The time I told Princess Anne to have a sex change ...and why she thought it was a jolly good idea!
AS A child, I was a right little Royalist. This changed when the new Queen came to visit Australia in 1954. Every schoolchild was summoned to see her at the Sydney Cricket Ground, on a day of 35C heat. We were made to wait six hours – kids all around me were fainting from sunstroke. I was only eight but I could recognise torture when I saw it.
The young Elizabeth passed in a closed car, her limp arm poking out of the window. It made me a lifelong republican.
When, in 1970, I won a Rhodes scholarship to study law at Oxford University, I was among the guests invited to lunch on the Royal Yacht Britannia, which had sailed into Sydney with the Queen and Princess Anne on board.
At lunch I was seated next to Princess Anne and we discussed LGBT (lesbian, gay, bisexual, and transgender) rights. Seriously, 40 years before that particular acronym came into being.

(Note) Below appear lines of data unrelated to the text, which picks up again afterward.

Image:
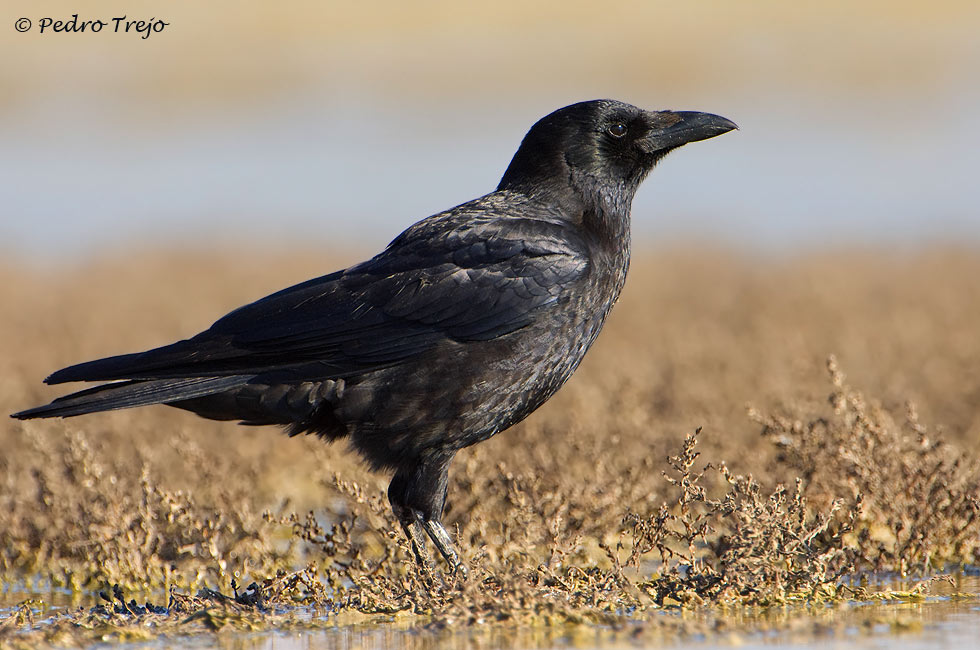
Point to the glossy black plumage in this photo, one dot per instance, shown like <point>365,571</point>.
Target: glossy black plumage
<point>461,327</point>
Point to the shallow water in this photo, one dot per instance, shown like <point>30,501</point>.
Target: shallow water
<point>949,617</point>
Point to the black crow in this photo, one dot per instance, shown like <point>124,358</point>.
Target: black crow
<point>465,324</point>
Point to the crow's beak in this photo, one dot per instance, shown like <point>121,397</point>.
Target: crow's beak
<point>681,127</point>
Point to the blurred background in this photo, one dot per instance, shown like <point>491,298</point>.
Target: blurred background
<point>337,124</point>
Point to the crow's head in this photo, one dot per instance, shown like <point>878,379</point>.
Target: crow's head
<point>602,146</point>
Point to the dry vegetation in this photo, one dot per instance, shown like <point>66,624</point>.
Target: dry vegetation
<point>604,507</point>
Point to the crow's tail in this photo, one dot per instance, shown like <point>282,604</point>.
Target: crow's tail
<point>137,392</point>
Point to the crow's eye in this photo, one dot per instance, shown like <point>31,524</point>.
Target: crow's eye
<point>617,130</point>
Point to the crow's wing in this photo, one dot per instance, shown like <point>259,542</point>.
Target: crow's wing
<point>456,276</point>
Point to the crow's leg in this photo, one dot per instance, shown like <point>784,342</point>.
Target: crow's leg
<point>418,495</point>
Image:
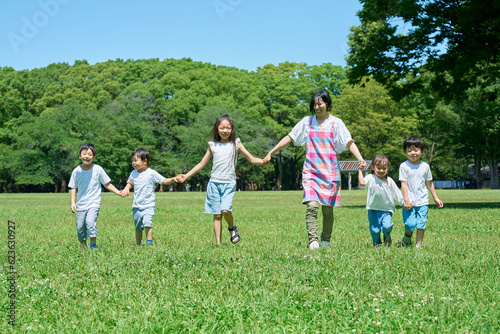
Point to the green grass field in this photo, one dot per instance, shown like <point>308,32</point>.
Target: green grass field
<point>268,283</point>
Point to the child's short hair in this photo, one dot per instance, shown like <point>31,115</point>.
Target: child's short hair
<point>322,95</point>
<point>142,153</point>
<point>380,159</point>
<point>414,141</point>
<point>87,146</point>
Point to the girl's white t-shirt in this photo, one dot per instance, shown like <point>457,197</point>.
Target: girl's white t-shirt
<point>415,176</point>
<point>144,187</point>
<point>88,183</point>
<point>224,161</point>
<point>341,134</point>
<point>382,195</point>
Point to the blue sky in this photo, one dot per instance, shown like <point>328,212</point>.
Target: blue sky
<point>246,34</point>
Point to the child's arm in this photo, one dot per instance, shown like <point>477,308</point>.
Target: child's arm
<point>361,178</point>
<point>251,158</point>
<point>430,186</point>
<point>168,180</point>
<point>126,191</point>
<point>73,200</point>
<point>112,188</point>
<point>281,145</point>
<point>183,177</point>
<point>351,145</point>
<point>406,200</point>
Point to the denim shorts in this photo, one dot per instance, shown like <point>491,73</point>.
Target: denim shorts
<point>143,218</point>
<point>416,217</point>
<point>219,197</point>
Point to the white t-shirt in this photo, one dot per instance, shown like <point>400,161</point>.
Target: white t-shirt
<point>341,138</point>
<point>88,183</point>
<point>144,187</point>
<point>415,176</point>
<point>224,161</point>
<point>382,195</point>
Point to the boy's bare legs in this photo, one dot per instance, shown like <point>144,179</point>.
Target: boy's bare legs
<point>420,237</point>
<point>228,216</point>
<point>218,228</point>
<point>149,232</point>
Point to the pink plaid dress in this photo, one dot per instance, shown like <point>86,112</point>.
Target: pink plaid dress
<point>321,175</point>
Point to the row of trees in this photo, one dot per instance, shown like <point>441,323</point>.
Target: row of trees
<point>169,106</point>
<point>443,58</point>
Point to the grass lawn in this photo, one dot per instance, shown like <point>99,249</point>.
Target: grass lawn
<point>268,283</point>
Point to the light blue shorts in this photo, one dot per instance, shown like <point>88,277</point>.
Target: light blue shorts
<point>86,223</point>
<point>415,217</point>
<point>143,218</point>
<point>219,197</point>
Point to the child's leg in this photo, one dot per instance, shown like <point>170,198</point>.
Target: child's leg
<point>91,221</point>
<point>386,222</point>
<point>149,234</point>
<point>312,220</point>
<point>375,226</point>
<point>326,234</point>
<point>228,216</point>
<point>138,237</point>
<point>421,217</point>
<point>420,237</point>
<point>81,227</point>
<point>218,228</point>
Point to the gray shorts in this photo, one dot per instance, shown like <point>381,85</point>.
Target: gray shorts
<point>143,218</point>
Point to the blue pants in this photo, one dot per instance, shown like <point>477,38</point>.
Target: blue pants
<point>415,217</point>
<point>380,220</point>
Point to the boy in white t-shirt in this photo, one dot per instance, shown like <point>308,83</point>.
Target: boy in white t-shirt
<point>143,180</point>
<point>87,179</point>
<point>383,193</point>
<point>416,177</point>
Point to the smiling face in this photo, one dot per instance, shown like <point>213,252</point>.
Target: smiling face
<point>319,107</point>
<point>139,164</point>
<point>224,129</point>
<point>380,169</point>
<point>414,153</point>
<point>87,157</point>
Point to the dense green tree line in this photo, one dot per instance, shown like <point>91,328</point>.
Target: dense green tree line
<point>442,59</point>
<point>169,107</point>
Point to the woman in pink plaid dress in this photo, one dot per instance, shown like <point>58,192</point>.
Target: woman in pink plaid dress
<point>324,136</point>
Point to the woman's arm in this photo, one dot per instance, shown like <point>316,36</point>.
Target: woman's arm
<point>281,145</point>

Our topic was a recent English court decision in the case of April Ashley, nee George Jamieson, who had had gender reassignment surgery and wanted the gender on her birth certificate changed. The judge refused. Anne was on the side of reforming the law to uphold ‘trans’ rights.
I suggested she might undergo a transgender operation herself so that she could inherit the throne (she was last in line, below her wimpish younger brothers, Andrew and Edward). She quite liked this idea.
If Charles did eventually lose the throne, I thought for a moment that Anne would make a very acceptable head of state for Australia.